The main reasons for using Batch Normalization are:

1. **Stabilizing Learning:**
   - Batch Normalization helps stabilize and accelerate the training of deep neural networks by normalizing the input to each layer.
   - It reduces the internal covariate shift, which is the change in the distribution of the input to a neural network's layer during training. This can make training more challenging, especially in deeper networks.

2. **Faster Convergence:**
   - By normalizing the inputs, Batch Normalization reduces the risk of vanishing or exploding gradients. This enables the use of higher learning rates, leading to faster convergence during training.

3. **Reduced Sensitivity to Initialization:**
   - Batch Normalization reduces the sensitivity of a network to the choice of initial weights. This allows for more flexibility in choosing initial weights and simplifies the training process.

4. **Regularization Effect:**
   - Batch Normalization acts as a form of regularization by adding a slight noise to the activations during training. This noise can act as a form of implicit regularization, helping prevent overfitting.

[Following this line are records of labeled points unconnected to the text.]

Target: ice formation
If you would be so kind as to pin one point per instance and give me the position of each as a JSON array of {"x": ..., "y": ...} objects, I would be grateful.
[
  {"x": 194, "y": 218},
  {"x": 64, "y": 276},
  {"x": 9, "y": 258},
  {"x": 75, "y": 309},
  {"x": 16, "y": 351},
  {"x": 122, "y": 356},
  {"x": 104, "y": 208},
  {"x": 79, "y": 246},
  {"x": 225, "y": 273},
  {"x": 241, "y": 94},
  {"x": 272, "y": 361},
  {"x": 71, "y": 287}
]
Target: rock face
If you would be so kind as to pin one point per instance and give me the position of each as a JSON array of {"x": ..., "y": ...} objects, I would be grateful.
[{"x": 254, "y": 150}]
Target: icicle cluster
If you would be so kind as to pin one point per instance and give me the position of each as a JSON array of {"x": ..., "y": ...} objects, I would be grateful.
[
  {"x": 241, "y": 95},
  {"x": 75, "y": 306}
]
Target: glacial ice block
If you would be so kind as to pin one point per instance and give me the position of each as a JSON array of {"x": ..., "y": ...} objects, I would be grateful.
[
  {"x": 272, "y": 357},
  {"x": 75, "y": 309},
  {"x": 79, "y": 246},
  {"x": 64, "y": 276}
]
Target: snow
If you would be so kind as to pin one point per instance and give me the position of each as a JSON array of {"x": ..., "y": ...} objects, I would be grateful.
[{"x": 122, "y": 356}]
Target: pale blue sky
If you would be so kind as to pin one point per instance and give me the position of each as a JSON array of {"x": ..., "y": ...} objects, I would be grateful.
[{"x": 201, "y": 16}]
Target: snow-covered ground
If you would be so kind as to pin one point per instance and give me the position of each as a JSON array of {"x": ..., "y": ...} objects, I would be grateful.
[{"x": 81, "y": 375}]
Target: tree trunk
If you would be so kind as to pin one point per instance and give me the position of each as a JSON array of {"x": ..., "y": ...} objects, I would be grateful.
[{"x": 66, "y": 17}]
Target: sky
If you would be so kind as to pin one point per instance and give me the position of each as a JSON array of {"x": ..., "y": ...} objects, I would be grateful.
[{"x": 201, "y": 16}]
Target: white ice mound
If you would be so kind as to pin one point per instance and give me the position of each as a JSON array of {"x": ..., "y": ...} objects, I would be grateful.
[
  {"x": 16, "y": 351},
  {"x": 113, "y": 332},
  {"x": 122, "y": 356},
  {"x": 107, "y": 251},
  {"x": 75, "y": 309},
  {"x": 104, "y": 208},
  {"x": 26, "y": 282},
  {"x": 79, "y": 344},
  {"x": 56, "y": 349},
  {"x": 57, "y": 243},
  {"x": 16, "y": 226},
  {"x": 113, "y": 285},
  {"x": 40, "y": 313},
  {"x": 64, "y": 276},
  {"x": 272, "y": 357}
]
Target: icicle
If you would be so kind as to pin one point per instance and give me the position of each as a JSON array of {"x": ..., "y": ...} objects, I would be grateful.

5. **Applicability to Various Activation Functions:**
   - Batch Normalization works well with a variety of activation functions, including sigmoid, tanh, and rectified linear units (ReLU). This flexibility makes it suitable for different network architectures.

6. **Facilitates Deeper Networks:**
   - Batch Normalization enables the training of deeper neural networks by addressing issues such as vanishing gradients and *internal covariate shift*. Deeper networks can capture more complex features and relationships in data.



**Covariant Shift**

Covariate shift refers to a situation in which the distribution of input features (covariates) to a machine learning model changes between the training and testing phases. In other words, the relationship between the input variables and the target variable may differ between the training data and the data the model encounters during testing or deployment.


**Internal COvariant shift**

We define internal covariant shift as a change in the distribution of network activations due to change in network parameters during training.

## **How Batch Normalization Work?**

1. When we apply batch normalization, we use mini batch gradient descent.
2. It is applied on each layer of NN (Can be applied to individual layer)



In [1]:
# prompt: make a data frame of two features cgpa and iq and target column is placed. Target column has two classes. There should be 5 rows in dataframe

import pandas as pd

df = pd.DataFrame({
    'cgpa': [3.0, 3.5, 4.0, 3.2, 3.7],
    'iq': [120, 125, 130, 127, 132],
    'target': [0, 1, 0, 0, 1]
})

df


Unnamed: 0,cgpa,iq,target
0,3.0,120,0
1,3.5,125,1
2,4.0,130,0
3,3.2,127,0
4,3.7,132,1


![alt](https://www.includehelp.com/python/images/one-hidden-layer-simplest-neural-network.jpg)


**Forward Propagation**

1. Calculate 'z'

$$ z_1 = w_1 cgpa + w_2 Iq + b $$

$$ z_2 = w_1 cgpa + w_2 Iq + b $$
2. Calculate activation

$$ a_11 = F(z_1) $$

$$ a_12 = F(z_2) $$

When Batch Normalization is applied to this hidden layer, it will normalize output of activation functions(Neurons) that means their mean will be zero and standard deviation is 1.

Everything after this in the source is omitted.